Atlanta Takes First Steps To Change Some Policing Policies

“In just 14 days, the Use of Force Advisory Council has developed meaningful recommendations to begin the process of revising Atlanta’s Use of Force polices to rebuild trust in our communities,” Mayor Keisha Lance Bottoms said in the news release.

Atlanta needs to provide a way for the public to submit recordings of police use of force for investigations of those incidents, under an executive order signed by the mayor.

The directive came in one of three executive orders that Mayor Keisha Lance Bottoms signed shortly after receiving recommendations from a use of force advisory council, according to a news release Thursday.

The council was created on June 4 followed about a week of sometimes turbulent protests in the city sparked by George Floyd’s death under a police officer’s knee in Minneapolis.



Another executive order calls for the police chief to identify policies and procedural changes to improve officer body worn camera compliance from the current 94% and to improve transparency and responsiveness to public requests for the footage, the release says.

And a third executive order calls for measures to strengthen the Atlanta Citizen Review Board, including providing it with resources to begin a proactive review of deadly use of force cases and raising its profile in the community, the release says.

The advisory council first met June 10 and provided the mayor with 10 early action recommendations this week.

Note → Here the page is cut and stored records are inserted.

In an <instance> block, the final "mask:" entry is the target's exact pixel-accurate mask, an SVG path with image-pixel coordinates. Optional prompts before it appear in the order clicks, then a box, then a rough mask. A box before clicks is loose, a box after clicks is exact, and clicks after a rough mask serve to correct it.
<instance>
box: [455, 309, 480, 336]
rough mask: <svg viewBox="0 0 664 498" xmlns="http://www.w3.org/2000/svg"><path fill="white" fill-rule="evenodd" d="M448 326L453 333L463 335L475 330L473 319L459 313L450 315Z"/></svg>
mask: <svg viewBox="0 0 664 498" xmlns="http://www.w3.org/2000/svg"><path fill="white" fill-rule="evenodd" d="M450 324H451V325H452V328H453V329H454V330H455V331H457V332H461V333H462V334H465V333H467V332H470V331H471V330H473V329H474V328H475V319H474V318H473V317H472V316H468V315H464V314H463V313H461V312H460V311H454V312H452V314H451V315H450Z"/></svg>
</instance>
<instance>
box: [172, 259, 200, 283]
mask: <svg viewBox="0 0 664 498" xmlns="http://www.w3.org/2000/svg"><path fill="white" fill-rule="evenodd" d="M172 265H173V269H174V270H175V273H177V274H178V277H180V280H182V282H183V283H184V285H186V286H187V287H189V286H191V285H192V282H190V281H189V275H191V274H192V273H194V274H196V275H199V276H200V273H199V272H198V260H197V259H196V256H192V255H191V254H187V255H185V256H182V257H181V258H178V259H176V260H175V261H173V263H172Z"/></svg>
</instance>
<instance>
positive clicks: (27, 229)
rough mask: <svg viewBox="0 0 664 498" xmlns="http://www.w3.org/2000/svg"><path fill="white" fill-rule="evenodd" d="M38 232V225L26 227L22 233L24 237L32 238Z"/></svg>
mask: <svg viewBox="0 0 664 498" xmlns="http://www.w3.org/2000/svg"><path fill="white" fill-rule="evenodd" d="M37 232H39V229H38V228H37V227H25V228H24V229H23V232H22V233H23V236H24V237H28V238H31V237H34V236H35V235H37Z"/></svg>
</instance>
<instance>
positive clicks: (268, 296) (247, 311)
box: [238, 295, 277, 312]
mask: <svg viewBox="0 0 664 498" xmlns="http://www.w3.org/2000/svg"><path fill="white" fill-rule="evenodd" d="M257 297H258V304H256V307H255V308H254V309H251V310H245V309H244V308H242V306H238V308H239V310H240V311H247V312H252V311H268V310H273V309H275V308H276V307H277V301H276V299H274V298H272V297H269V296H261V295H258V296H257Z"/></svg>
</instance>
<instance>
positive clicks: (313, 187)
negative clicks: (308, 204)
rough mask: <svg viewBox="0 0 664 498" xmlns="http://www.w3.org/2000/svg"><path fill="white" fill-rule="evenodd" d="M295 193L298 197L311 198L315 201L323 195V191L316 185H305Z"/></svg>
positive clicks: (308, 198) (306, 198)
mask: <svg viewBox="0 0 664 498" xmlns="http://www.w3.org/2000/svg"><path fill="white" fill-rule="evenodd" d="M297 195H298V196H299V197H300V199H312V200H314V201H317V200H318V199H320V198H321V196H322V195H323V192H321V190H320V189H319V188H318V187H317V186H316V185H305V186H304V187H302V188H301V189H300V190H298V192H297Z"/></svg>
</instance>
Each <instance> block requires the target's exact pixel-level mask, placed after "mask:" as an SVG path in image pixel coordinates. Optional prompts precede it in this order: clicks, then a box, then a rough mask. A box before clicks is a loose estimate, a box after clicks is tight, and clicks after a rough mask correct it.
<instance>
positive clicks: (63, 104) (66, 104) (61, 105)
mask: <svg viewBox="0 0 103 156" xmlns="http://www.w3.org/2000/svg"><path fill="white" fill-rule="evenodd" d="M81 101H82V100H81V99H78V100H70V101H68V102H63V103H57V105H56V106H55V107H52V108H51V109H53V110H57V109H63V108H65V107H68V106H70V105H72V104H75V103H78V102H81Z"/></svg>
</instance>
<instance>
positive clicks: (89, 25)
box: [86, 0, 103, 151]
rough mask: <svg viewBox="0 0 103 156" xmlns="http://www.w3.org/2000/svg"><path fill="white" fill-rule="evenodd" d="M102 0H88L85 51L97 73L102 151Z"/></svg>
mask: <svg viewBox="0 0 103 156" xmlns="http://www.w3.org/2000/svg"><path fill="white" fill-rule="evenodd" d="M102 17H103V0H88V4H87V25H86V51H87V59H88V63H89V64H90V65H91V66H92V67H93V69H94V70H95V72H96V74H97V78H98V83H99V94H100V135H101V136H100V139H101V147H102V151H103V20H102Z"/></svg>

She acted on three of those recommendations by signing the executive orders.

“In just 14 days, the Use of Force Advisory Council has developed meaningful recommendations to begin the process of revising Atlanta’s Use of Force polices to rebuild trust in our communities,” Bottoms said in the news release. “Together, we will harness this moment in history to reimagine our use of force policies and elevate the Atlanta Police Department as a national model for modern policing.”